Nowhere in the check itself does the name of Stelco Marketing appear as payee, indorsee or
depositor thereof. Finally, appellee's complaint is for the collection of the unpaid accounts for
delivery of steels bars and construction materials. It having been established that appellee
had no commercial transaction with appellant Stelco, appellee had no cause of action
against said appellant.

SUPREME COURT

● STELCO appealed to this Court in accordance with Rule 45 of the Rules of Court. Stating:

1) said decision is "not in accord with law and jurisprudence;"

2) "STELCO is a "holder" within the meaning of the Negotiable Instruments Law;"


3) "STELCO is a holder in due course of Metrobank Check No. 765380 . . . (and hence)
holds the same free from personal or equitable defense;" and

4) "Negotiation in breach of faith is a personal defense . . . (and hence) not effective as


against a holder in due course."

● The crucial question is whether or not STELCO ​ever became a ​holder in due course ​of
Check No. 765380, a bearer instrument, within the contemplation of the Negotiable
Instruments Law. ​It never did.
● RTC is right that STELCO is still liable but it did not specify to whom

● STELCO claims to be a holder in due course BUT the trouble is, there is no evidence
whatever that STELCO's possession of Check No. 765380 ever dated back to nay time
before ​the instrument's presentment and dishonor​.
● There is no evidence whatsoever that the check was ever given to it, or indorsed to it in any
manner or form in payment of an obligation or as security for an obligation, or for any other
purpose before it was presented for payment. On the contrary, the factual finding of the
Court of Appeals, which by traditional precept is normally ​conclusive on this Court, is that
STELCO never became a holder for value and that "(n)owhere in the check itself does the
name of Stelco Marketing appear as payee, indorsee or depositor thereof."

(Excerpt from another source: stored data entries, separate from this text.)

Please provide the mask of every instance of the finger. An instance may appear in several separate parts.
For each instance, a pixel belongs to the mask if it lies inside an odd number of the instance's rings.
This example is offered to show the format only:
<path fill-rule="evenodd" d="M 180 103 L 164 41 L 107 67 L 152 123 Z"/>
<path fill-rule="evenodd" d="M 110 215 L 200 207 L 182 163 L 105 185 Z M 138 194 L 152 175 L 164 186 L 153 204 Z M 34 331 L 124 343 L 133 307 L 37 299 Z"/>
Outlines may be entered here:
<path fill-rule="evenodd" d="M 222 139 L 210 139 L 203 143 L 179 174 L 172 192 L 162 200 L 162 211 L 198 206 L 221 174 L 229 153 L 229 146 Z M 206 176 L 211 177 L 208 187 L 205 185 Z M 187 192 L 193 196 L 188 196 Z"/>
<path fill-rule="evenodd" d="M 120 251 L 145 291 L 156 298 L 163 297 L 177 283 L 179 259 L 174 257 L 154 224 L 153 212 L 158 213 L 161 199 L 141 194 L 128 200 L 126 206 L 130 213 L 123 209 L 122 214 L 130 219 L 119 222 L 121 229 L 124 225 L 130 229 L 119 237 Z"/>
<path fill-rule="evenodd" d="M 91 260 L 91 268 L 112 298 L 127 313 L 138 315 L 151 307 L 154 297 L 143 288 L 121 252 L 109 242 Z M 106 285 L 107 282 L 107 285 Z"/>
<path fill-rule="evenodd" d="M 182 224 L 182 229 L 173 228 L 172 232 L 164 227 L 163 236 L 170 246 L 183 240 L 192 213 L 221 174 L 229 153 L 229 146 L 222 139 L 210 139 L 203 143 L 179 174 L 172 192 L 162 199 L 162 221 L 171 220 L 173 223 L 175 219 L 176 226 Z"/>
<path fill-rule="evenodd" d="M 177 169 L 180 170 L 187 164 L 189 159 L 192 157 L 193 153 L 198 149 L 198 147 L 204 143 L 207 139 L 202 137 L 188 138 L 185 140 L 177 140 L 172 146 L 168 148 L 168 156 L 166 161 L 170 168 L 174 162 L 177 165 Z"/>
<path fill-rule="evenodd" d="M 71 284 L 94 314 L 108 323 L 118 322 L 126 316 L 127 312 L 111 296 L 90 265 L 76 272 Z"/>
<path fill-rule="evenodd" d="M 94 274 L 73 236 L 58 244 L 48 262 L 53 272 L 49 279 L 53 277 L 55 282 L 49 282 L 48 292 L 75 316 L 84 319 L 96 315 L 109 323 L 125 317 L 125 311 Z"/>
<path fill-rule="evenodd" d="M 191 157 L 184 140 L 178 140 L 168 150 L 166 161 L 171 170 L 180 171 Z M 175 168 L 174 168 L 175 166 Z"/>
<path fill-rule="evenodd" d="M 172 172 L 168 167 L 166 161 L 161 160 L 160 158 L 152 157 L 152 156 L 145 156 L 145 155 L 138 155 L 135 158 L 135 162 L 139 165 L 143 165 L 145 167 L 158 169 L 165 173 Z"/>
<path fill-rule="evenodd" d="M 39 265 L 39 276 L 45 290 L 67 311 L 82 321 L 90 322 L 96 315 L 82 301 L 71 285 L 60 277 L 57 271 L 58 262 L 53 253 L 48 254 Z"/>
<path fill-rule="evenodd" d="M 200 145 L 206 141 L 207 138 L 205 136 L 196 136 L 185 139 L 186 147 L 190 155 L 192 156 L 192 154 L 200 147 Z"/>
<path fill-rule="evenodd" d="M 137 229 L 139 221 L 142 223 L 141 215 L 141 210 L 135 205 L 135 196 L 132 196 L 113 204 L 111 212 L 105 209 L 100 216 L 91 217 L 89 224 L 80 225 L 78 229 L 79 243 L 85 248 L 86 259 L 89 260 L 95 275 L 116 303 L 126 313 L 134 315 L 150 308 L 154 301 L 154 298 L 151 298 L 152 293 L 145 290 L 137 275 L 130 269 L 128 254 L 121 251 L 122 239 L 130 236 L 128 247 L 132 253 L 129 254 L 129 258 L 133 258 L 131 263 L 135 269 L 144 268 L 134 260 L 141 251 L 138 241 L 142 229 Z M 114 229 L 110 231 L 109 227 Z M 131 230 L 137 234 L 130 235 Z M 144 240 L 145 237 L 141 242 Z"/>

● What the record shows is that: (1) the STEELWELD company check in question was given
by its president to R.Y. Lim; (2) it was given only by way of accommodation, to be "used as
collateral for another obligation;"
● (3) in ​breach of the agreement, however, R.Y. Lim indorsed the check to Armstrong in
payment of obligation​;
● (4) Armstrong deposited the check to its account, after indorsing it;
● (5) the check was dishonored.
● The record does not show any intervention or participation by STELCO in any manner of
form whatsoever in these transactions, or any communication ​of any sort between
STEELWELD and STELCO, or between either of them and Armstrong Industries, at any time
before the dishonor of the check.

● The record does show that ​after t​ he check had been deposited and dishonored, STELCO
came into possession of it in some way, and was able, several years after the dishonor of the
check, to give it in evidence at the trial of the civil case it had instituted against the drawers of
the check (Limson and Torres) and RYL​.
● But, as already pointed out, ​possession of a negotiable instrument after presentment and
dishonor, or payment, is utterly inconsequential; it does not make the possessor a holder for
value within the meaning of the law; it gives rise to no liability on the part of the maker or
drawer and indorsers.

REASON THEY CANNOT BE A HOLDER FOR VALUE


● It is clear from the relevant circumstances that STELCO cannot be deemed a holder of the
check for value. It does not meet two of the essential requisites prescribed by the statute. It
did not become "the holder of it before it was overdue, and without notice that it had been
previously dishonored," and it did not take the check "in good faith and for value."

WHEREFORE, the petition is DENIED and the Decision of the Court of Appeals in CA-G.R. CV No.
13418 is AFFIRMED ​in toto​. Costs against petitioner.